Diese sehr fordernde Arbeit fängt bei mir selber an. Ich prüfe für mich die öffentlich gehörten Worte auf Genauigkeit, emotionale Dichte und Tiefgang. Und sage statt Impfdurchbruch: eine Person ist nach der Impfung dennoch an Corona erkrankt. Das klingt weniger dramatisch, beschreibt konkrete Erfahrungen und schürt nicht die Angst. Ich sage nicht Verkehrschaos, sondern: ein Stau von 20 Minuten auf der A4. Schon Sokrates (469 v. Chr. bis 399 v. Chr., Philosoph in Athen) wusste um diese Phänomene und brachte sie in das Bild der drei Siebe, mit denen er eine Information filterte. Sie sollte wahr, gut und notwendig sein, bevor er sie aussprach.
Tratsch-frei
Das mag sich im ersten Moment etwas theoretisch anhören.

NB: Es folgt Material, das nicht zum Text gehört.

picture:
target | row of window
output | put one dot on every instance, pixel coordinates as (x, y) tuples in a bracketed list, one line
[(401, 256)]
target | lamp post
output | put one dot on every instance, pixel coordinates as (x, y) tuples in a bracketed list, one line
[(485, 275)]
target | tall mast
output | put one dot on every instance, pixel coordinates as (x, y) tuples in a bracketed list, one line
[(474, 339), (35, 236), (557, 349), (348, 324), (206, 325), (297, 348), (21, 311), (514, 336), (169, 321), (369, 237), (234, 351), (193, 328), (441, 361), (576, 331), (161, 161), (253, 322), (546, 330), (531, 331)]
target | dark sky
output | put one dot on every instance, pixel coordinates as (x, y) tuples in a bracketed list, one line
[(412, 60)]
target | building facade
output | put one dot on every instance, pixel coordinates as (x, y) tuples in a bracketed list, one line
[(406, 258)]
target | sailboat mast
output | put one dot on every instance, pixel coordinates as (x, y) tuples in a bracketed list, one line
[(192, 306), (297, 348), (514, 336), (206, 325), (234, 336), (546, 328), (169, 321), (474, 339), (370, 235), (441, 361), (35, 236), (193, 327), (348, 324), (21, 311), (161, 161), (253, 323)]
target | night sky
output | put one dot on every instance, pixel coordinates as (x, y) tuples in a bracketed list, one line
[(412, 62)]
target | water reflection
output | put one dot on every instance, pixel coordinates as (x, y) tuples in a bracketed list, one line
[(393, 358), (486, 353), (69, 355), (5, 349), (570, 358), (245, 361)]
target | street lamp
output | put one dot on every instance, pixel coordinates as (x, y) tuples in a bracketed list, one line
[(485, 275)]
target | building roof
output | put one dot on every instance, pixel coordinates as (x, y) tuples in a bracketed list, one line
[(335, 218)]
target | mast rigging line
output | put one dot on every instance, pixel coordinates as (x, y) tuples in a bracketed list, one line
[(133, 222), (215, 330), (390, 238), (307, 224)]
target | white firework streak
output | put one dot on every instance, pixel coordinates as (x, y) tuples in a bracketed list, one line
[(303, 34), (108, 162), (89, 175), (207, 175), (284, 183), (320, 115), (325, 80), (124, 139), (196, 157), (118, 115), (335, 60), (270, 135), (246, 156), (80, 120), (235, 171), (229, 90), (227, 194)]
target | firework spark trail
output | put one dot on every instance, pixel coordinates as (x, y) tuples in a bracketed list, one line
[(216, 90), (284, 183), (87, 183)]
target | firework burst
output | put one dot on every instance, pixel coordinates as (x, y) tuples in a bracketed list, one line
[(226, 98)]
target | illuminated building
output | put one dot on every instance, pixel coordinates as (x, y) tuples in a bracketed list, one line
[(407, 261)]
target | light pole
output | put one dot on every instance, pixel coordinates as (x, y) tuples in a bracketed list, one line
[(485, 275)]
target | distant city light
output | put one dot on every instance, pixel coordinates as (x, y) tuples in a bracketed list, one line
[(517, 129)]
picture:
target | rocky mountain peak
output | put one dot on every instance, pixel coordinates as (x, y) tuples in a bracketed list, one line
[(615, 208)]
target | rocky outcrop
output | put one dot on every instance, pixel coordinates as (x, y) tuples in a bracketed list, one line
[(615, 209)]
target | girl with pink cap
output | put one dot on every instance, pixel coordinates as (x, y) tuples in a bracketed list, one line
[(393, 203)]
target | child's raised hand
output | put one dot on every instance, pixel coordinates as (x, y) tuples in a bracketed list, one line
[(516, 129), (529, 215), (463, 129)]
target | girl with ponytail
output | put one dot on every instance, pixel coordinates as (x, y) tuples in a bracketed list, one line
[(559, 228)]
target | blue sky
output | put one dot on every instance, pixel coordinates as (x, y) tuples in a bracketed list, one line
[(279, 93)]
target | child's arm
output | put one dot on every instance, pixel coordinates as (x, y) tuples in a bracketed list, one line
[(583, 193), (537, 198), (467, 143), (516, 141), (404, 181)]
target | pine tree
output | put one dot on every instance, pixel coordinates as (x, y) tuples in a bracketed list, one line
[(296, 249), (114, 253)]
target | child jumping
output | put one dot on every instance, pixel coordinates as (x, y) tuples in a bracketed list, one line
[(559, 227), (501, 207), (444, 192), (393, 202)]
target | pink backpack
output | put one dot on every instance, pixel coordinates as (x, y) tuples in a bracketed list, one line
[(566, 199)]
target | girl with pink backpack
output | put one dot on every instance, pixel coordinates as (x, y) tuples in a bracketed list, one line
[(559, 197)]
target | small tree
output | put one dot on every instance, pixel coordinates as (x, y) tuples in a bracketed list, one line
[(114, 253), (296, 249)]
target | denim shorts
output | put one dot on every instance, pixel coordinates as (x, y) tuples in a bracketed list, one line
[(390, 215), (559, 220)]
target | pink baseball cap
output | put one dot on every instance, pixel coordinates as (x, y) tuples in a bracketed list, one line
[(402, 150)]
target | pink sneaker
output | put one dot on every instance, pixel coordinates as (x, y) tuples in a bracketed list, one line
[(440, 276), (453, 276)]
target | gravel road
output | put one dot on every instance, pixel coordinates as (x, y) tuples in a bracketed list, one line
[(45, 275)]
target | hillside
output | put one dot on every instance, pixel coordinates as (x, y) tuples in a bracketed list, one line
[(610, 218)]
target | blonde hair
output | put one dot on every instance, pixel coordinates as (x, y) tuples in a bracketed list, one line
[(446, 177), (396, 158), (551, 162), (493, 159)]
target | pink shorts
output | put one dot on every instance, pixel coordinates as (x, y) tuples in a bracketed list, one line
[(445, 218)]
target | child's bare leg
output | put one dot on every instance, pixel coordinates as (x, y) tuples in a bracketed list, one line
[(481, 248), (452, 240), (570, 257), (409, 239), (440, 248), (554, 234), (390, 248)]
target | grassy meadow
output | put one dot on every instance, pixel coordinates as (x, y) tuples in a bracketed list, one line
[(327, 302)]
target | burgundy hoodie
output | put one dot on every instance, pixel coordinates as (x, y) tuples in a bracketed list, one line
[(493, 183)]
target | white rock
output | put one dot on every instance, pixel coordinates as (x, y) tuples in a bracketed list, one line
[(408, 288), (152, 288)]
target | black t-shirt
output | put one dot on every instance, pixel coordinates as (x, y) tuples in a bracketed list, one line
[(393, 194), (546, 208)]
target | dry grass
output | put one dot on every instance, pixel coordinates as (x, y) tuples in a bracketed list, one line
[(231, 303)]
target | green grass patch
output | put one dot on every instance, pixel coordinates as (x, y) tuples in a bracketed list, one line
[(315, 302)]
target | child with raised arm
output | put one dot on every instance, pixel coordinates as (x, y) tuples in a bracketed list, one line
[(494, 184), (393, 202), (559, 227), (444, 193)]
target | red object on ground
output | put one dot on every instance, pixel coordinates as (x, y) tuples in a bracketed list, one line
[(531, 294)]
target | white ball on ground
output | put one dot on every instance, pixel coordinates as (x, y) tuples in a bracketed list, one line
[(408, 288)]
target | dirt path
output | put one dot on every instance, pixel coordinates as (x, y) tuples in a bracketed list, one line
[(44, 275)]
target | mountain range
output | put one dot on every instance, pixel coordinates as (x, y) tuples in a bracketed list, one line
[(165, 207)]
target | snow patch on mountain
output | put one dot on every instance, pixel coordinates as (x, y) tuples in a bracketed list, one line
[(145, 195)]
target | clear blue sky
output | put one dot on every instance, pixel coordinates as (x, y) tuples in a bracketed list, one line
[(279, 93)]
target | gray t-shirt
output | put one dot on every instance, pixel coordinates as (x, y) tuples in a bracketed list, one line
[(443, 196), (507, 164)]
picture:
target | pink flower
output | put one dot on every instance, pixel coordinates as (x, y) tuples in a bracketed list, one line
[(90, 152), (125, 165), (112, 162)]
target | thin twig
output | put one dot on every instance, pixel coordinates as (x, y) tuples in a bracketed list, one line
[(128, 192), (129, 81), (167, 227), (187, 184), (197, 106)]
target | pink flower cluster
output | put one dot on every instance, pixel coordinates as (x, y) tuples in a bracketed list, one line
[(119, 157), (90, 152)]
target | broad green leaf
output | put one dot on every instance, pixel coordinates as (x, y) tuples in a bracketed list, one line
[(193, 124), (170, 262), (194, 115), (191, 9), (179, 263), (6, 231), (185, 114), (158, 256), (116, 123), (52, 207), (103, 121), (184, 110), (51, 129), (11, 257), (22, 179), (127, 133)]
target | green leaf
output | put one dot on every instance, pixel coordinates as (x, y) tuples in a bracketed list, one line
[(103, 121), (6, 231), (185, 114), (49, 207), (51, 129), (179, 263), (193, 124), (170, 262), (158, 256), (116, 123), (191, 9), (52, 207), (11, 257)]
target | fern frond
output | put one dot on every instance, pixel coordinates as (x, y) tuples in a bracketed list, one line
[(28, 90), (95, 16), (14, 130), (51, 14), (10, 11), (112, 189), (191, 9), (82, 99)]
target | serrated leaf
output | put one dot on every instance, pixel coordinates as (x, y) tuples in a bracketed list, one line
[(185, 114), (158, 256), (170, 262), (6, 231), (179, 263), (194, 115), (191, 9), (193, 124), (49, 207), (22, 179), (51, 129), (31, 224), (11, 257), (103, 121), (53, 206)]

Es führt aber zu etwas ganz besonderem, wenn ich frage: ist es wahr, ist es gut (und hilfreich) und ist es wichtig und notwendig, dass ich das jetzt sage. Ich werde, wenn ich dann spreche, mit einer ganz anderen Sicherheit und Überzeugung sprechen. Die Worte haben vor meiner inneren Prüfung Bestand gehabt. So teile ich den Menschen Richtiges und Notwendiges mit, und trage damit zu einer wesentlichen und ehrlichen Kommunikation bei. Der Tratsch erhält kein Futter.
Ehrliche Identifikation
Ich kann dadurch auch für mich vermeiden, dass ich mich mit Halbwahrheiten identifiziere. Man hört etwas, es erscheint einem schlüssig, und man verkündet ist als die eigene Wahrheit. Statt redlicherweise zu sagen, ich habe von XY gehört, dass… Ich sollte mich nur mit dem identifizieren, hinter dem ich wirklich stehe.
Jenseits der Worte
Und so kann ich auch zuhören. Ich lasse mich auf die Worte meines Gegenübers ein, ohne zu urteilen und ohne sofort darüber nachzudenken, was ich darauf erwidern könnte. Sondern bleibe ganz bei der Person, versuche nachzuempfinden, welche Bewegungen sie innerlich hat, was sie motiviert. So verstehe ich am ehesten, was mir die Personen jenseits der Worte mitteilen will.
Ohne Seil bin ich raus
Und dann kann ich entscheiden, ob ich den Gedanken weiter verfolge, ob ich mit der Person in eine Gespräch eintrete, oder ob ich weiterziehe. Denn ich habe eine hohe Verantwortung meinem Gefühlsleben gegenüber und bestimme, womit ich mich beschäftige und was mir gut tut. Nur ich sollte entscheiden, wie es mir geht, keinesfalls aber andere Menschen, die vielleicht wortgewaltig und geschickt demagogisch zu mir sprechen. Die mich aber nicht erreichen, die es nicht schaffen, um im Bild von Richard Rohr zu bleiben, mir das Seil ihrer Erfahrungen zu zu werfen. Und dann bin ich raus.